Intel announced the delivery of a 17-qubit superconducting test chip for quantum computing to QuTech, Intel’s quantum research partner in the Netherlands. The new chip was fabricated by Intel and features a unique design to achieve improved yield and performance.
The delivery of this chip demonstrates the fast progress Intel and QuTech are making in researching and developing a working quantum computing system. It also underscores the importance of material science and semiconductor manufacturing in realizing the promise of quantum computing.
Quantum computing, in essence, is the ultimate in parallel computing, with the potential to tackle problems conventional computers can’t handle. For example, quantum computers may simulate nature to advance research in chemistry, materials science and molecular modeling – like helping to create a new catalyst to sequester carbon dioxide, or create a room temperature superconductor or discover new drugs.
However, despite much experimental progress and speculation, there are inherent challenges to building viable, large-scale quantum systems that produce accurate outputs. Making qubits (the building blocks of quantum computing) uniform and stable is one such obstacle.

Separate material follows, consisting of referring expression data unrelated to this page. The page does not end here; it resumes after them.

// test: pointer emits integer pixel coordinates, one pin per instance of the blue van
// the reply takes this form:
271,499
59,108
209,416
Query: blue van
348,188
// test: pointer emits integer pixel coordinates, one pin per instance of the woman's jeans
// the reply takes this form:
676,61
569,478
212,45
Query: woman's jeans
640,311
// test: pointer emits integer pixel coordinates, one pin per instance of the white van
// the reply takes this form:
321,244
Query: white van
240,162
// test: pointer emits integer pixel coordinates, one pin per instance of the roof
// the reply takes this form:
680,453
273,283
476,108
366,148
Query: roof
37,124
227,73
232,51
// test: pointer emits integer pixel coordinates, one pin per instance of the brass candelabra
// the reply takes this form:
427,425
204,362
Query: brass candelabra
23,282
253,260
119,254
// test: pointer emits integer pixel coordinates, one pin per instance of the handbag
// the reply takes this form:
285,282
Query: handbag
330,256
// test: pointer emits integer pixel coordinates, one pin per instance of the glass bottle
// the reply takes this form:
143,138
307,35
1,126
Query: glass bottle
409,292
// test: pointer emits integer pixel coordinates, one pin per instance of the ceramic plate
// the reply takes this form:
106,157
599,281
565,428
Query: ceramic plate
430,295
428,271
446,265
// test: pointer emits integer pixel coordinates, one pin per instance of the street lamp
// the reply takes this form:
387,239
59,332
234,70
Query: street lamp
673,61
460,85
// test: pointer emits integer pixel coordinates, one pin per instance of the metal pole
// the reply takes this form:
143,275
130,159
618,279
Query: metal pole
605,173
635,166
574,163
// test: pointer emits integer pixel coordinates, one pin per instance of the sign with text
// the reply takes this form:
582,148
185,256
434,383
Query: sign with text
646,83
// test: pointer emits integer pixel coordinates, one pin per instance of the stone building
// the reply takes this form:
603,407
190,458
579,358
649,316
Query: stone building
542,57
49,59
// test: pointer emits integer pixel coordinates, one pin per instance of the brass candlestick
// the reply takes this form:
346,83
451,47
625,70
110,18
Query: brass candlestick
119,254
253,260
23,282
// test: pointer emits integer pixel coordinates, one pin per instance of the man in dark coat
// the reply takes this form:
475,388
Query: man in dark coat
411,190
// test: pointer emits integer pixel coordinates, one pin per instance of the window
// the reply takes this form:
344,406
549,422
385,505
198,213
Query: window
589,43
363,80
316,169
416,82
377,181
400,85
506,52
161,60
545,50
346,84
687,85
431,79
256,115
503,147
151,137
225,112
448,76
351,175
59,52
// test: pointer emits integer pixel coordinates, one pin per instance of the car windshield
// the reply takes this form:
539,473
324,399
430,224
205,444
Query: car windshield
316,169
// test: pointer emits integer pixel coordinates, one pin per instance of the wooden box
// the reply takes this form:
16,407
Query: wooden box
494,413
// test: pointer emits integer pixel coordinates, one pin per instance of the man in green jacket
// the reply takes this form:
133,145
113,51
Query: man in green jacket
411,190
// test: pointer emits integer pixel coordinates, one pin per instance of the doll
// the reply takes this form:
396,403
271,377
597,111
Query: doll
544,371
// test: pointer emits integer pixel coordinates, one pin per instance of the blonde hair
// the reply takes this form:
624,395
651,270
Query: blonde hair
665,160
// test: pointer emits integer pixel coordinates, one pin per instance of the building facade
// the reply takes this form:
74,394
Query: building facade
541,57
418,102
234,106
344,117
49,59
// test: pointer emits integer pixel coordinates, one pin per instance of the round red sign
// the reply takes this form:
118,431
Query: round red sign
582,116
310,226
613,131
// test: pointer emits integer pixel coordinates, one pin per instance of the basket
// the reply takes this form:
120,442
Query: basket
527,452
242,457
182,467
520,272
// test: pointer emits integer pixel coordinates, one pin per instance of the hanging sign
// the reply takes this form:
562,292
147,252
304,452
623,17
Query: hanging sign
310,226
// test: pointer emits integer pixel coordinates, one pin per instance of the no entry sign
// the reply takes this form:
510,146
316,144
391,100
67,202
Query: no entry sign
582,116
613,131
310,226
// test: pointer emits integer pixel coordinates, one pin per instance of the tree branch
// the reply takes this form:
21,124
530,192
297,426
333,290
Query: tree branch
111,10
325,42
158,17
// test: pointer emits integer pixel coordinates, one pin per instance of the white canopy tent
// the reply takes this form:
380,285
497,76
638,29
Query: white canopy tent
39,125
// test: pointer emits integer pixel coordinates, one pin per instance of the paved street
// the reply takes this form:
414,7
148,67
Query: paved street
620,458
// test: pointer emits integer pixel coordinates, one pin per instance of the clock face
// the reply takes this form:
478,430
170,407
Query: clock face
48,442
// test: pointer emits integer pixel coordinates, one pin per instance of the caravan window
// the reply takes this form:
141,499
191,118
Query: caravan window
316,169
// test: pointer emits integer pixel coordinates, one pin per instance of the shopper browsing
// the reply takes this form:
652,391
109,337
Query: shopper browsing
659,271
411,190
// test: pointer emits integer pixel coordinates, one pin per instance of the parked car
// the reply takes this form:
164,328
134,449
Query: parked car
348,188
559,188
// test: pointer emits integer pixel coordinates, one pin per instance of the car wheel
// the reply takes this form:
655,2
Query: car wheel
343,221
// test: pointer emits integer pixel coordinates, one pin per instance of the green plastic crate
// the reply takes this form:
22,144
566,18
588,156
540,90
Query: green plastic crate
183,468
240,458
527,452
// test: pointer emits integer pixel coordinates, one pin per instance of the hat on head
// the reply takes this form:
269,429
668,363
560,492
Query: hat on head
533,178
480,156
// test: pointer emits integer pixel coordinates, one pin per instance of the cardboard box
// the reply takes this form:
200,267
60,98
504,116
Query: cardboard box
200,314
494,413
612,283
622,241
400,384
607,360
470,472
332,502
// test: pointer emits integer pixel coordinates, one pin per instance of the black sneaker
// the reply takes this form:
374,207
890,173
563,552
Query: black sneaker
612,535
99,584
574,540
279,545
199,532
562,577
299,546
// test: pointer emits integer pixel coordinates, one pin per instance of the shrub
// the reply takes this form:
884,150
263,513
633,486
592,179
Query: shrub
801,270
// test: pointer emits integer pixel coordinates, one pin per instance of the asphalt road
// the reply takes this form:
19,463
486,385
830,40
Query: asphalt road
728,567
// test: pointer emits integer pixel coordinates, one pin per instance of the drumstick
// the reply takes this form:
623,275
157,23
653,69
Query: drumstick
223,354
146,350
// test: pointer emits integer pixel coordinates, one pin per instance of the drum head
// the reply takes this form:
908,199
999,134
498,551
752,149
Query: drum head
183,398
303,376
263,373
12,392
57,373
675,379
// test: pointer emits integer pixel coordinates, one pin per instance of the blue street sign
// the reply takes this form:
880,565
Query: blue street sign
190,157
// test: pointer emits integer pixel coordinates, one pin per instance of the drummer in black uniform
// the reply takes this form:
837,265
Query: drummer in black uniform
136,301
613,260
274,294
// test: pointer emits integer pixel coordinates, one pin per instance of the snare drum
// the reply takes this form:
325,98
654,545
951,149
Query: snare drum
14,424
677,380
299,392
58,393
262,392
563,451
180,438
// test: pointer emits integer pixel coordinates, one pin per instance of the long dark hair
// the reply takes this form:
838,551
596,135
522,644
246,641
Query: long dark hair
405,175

Qubits are tremendously fragile: Any noise or unintended observation of them can cause data loss. This fragility requires them to operate at about 20 millikelvin – 250 times colder than deep space. This extreme operating environment makes the packaging of qubits key to their performance and function. Intel’s Components Research Group (CR) in Oregon and Assembly Test and Technology Development (ATTD) teams in Arizona are pushing the limits of chip design and packaging technology to address quantum computing’s unique challenges.
About the size of a quarter (in a package about the size of a half-dollar coin), the new 17-qubit test chip’s improved design features include:
- New architecture allowing improved reliability, thermal performance and reduced radio frequency (RF) interference between qubits.
- A scalable interconnect scheme that allows for 10 to 100 times more signals into and out of the chip as compared to wirebonded chips.
- Advanced processes, materials and designs that enable Intel’s packaging to scale for quantum integrated circuits, which are much larger than conventional silicon chips.
- “Our quantum research has progressed to the point where our partner QuTech is simulating quantum algorithm workloads, and Intel is fabricating new qubit test chips on a regular basis in our leading-edge manufacturing facilities,” said Dr. Michael Mayberry, corporate vice president and managing director of Intel Labs. “Intel’s expertise in fabrication, control electronics and architecture sets us apart and will serve us well as we venture into new computing paradigms, from neuromorphic to quantum computing.”Intel’s collaborative relationship with QuTech to accelerate advancements in quantum computing began in 2015. Since that time, the collaboration has achieved many milestones – from demonstrating key circuit blocks for an integrated cryogenic-CMOS control system to developing a spin qubit fabrication flow on Intel’s 300mm process technology and developing this unique packaging solution for superconducting qubits. Through this partnership, the time from design and fabrication to test has been greatly accelerated.
“With this test chip, we’ll focus on connecting, controlling and measuring multiple, entangled qubits towards an error correction scheme and a logical qubit,” said professor Leo DiCarlo of QuTech. “This work will allow us to uncover new insights in quantum computing that will shape the next stage of development.”
Advancing the Quantum Computing System
Intel and QuTech’s work in quantum computing goes beyond the development and testing of superconducting qubit devices. The collaboration spans the entire quantum system – or “stack” – from qubit devices to the hardware and software architecture required to control these devices as well as quantum applications. All of these elements are essential to advancing quantum computing from research to reality.
Also, unlike others, Intel is investigating multiple qubit types. These include the superconducting qubits incorporated into this newest test chip, and an alternative type called spin qubits in silicon. These spin qubits resemble a single electron transistor similar in many ways to conventional transistors and potentially able to be manufactured with comparable processes.
While quantum computers promise greater efficiency and performance to handle certain problems, they won’t replace the need for conventional computing or other emerging technologies like neuromorphic computing. We’ll need the technical advances that Moore’s law delivers in order to invent and scale these emerging technologies.
Intel is investing not only to invent new ways of computing, but also to advance the foundation of Moore’s Law, which makes this future possible.